Dinner

Old-Fashioned Chuck Roast In Foil

This is an older recipe from the 1950s and one of which my family made often. It is a simple recipe and is very tasty. You can certainly add some chopped veggies to this as I do pretty often when I cook this. You can also make this in a slow-cooker as well if you do not have the time to cook this in the oven.

INGREDIENTS:

7 Lb. Chuck Roast (bone-in)
2 Pkg. Onion soup mix
Salt and pepper – to taste

DIRECTIONS:

  1. preheat the oven to 300*
  2. Lay a few sheets of foil in a baking dish.
  3. Place the roast onto the foil in the dish.
  4. Sprinkle over the soup mix, salt, and pepper all over the roast.
  5. Wrap the roast tightly in the foil making sure the juices can not leak out.
  6. Bake for 3 1/2 Hours to 4 hours or until the roast is falling apart tender.
  7. Remove from the oven, carefully peel back the foil, and place the roast onto a serving tray.

FOR THE CROCKPOT:

  1. Lightly spray the crockpot with oil. Place the roast in the crockpot and sprinkle over the onion soup mix, salt, pepper, and 1/3 cup of water or broth. Turn to low and let the roast cook for 10 hours on low or until the meat is really tender.

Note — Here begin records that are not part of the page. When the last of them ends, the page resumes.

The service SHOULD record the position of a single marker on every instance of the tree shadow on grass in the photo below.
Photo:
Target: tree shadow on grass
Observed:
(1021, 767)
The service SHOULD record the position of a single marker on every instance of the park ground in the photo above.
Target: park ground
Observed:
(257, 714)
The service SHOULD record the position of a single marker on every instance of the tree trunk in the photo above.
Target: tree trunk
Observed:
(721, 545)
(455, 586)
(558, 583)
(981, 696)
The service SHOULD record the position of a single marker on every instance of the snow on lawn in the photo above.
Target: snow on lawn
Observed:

  • I love making this and using this in all sorts of recipes that call for shredded beef. It makes a great Au Jus which is perfect for sandwiches. It goes great in beef stew-style recipes. You can use this meat as you desire.
  • Shred the beef and thicken the gravy with a cornstarch slurry, top over rice or mashed potatoes, and serve with a steamed or roasted vegetable.
  • Once shredded you can place it in a ziplock bag and freeze it for up to 8 months to a year. Pull it out when you want or need shredded beef for recipes or sandwiches. Thaw it out and heat it up on the stove or in the oven.